I would recommend doing a little bit of intensive reading and lot of extensive reading every week. If you do, you will soon find your grasp of vocabulary increasing dramatically.
But this isn’t how children learn their vocabulary!
No, it isn’t, but you are probably not a child. If you are not a child, you are not living in the circumstances you need to live in to be able to take advantage of the child-like methods of learning a language. Children learn languages because they have no other choice. They are completely immersed in the language, all day every day. As an adult, you can’t replace this. Even if you moved in with a Gaelic-speaking family, you couldn’t replicate these conditions. The closest you can get to this extreme immersion of vocabulary is to read huge amounts of text.
What about apps and flashcards?
Some people find some success with apps, flashcards and similar methods, but I plan to leave that topic for another blog post.
The thing to bear in mind is that the methods aren’t either/or. You can, and should, mix and match. Take bits from one method and add them to another method and see what you like. As I have probably said before, you will learn more Gaelic if you are enjoying the process, no matter how inefficient someone else wants to tell you that your method is. The real limiting factors are time, money and your motivation. For example, I am a lazy language learner, so I prefer to read a book rather than study vocabulary lists, because reading a book feels much less like ‘working’ or ‘doing a task’. However, buying books can be an expensive business, and reading them takes time. So this all becomes part of your calculations when you are trying to decide how much time you have available to you in order to learn Gaelic. On the other hand, as an investment of time, reading is undoubtedly the quickest way to expose yourself to the huge amounts of vocabulary you need to encounter in order to achieve fluency.

If you have worked your way through Progressive Gaelic 4, you will realise that this was in my thinking when I was designing that book. Progressive Gaelic 4 is written around two short stories. As you go through the book, you gradually learn how to read the two stories. By the time you reach the end, you should be well equipped to go ahead and read other short stories or even try your hand at novels.
Similarly, this is why I have spent a lot of time translating literature into Gaelic in recent years, from Alice in Wonderland to The Hobbit and now The Time Machine.
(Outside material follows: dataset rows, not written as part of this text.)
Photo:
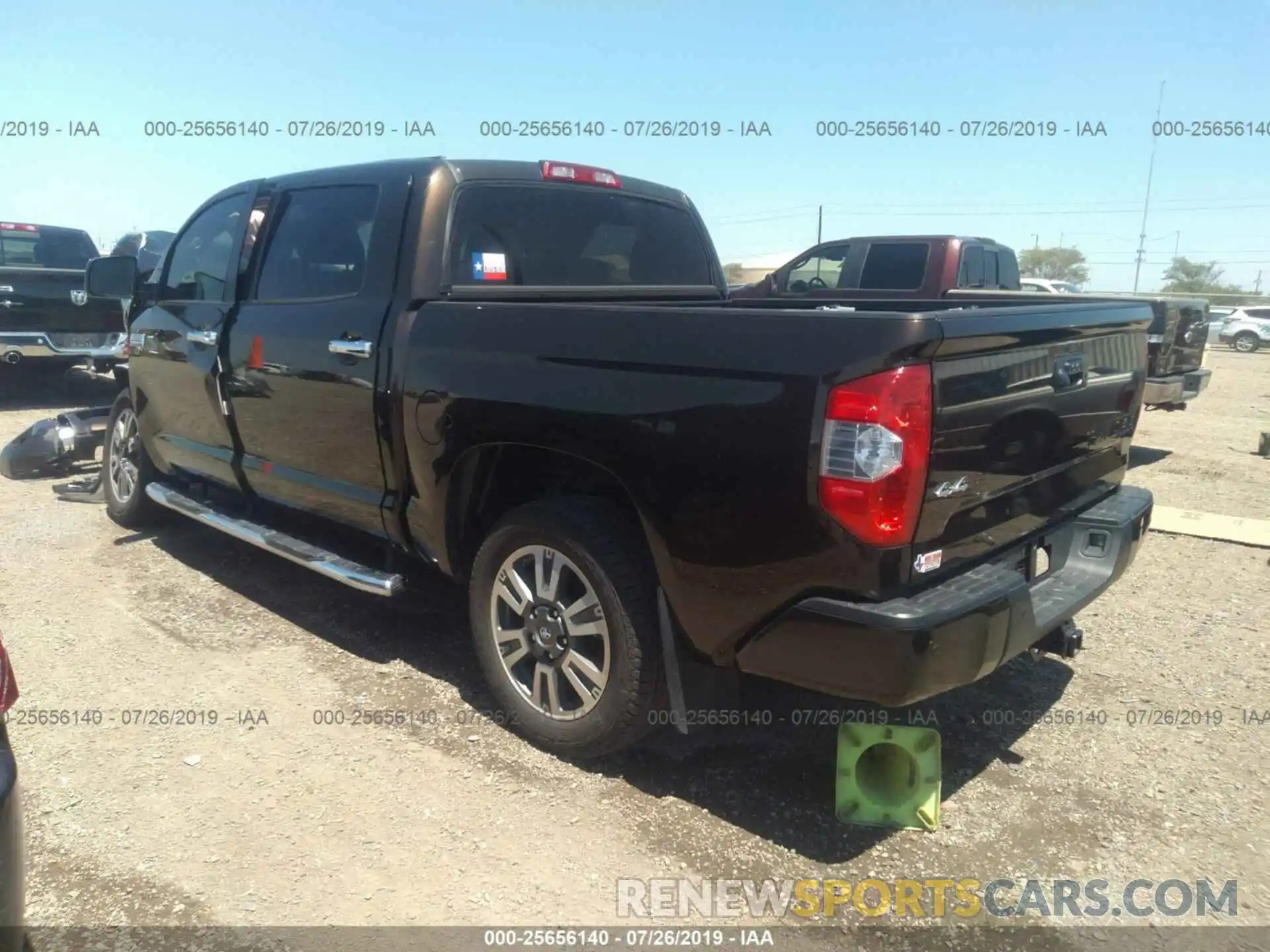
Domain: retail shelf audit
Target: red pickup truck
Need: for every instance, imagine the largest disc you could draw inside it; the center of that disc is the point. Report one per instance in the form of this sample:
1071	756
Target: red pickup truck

When I am learning a new language, I try to find a translation of a book I know well. This lets me read the language at a much higher level, much more quickly, because I already know the story. For example, I started working on boosting what was my fairly low-level Italian just a few weeks ago, but I am already able to read novels in the language, thanks to this shortcut. Please don’t ask me how many copies of The Hobbit I have in different languages (clue: it’s a lot). But consider using this as a trick to level up your reading ability quickly. For instance, if you know the Bible well, get the Gaelic Bible. If you have been following a news story in English, try to find the same story told in Gaelic. Or consider getting hold of stories that are told in both languages, such as Angus Peter Campbell’s An Nighean air an Aiseag/The Girl on the Ferryboat or An t-Aonaran and “The Hermit” by Iain Crichton Smith.
The sooner you move on to ‘genuine texts’, the sooner you will have the big vocabulary you need to take a full and rich part in the activities of the language.